Unfortunately, as described, such a solution would only satisfy a somewhat meaningless notion of privacy. Specifically, the embeddings by definition contain potentially private information about the user, revealing things like "I'm asking about birds" to use your example. Even though it might "compress" the query in a slightly lossy way, it would still reveal a great deal of information about the query.

A true solution to this problem would require something like differential privacy and adding noise to the embeddings. However, the noise required would (likely) end up destroying too much information from the embedding to preserve accuracy of the LLM.

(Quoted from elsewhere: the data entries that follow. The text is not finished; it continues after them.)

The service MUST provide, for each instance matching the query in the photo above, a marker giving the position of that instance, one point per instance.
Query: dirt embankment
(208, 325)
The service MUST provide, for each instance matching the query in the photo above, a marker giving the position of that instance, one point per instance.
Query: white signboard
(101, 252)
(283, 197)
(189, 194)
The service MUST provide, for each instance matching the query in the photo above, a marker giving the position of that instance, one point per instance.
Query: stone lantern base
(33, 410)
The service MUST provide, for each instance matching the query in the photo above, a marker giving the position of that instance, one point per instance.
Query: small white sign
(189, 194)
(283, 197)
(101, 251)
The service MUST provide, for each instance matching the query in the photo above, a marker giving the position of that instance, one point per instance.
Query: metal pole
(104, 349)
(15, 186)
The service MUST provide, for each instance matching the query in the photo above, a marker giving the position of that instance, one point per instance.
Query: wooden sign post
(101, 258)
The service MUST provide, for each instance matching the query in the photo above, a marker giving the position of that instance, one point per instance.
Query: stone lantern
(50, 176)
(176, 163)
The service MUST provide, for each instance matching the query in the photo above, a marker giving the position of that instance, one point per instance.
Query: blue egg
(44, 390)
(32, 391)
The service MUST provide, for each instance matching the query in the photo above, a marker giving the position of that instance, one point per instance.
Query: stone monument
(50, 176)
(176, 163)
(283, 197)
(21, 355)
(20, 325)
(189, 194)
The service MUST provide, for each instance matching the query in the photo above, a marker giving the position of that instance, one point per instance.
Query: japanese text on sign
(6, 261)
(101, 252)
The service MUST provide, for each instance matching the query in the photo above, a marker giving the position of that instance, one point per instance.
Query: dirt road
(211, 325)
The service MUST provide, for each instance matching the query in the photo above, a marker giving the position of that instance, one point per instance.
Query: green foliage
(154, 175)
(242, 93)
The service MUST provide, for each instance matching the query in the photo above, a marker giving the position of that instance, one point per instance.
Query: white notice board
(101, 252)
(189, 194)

While this is a neat sounding idea, there's a few issues here:

1. Embeddings are very close to a reversible function. It's not hard to take an embedding and query back the closest query semantically from the source LLM.

2. We already don't log any queries from the users. I'm aware this has to be taken on faith from Kagi users. But you can believe that not having any user query data at all anywhere is a significant speed bump for us in feature development, bug tracking and roadmapping.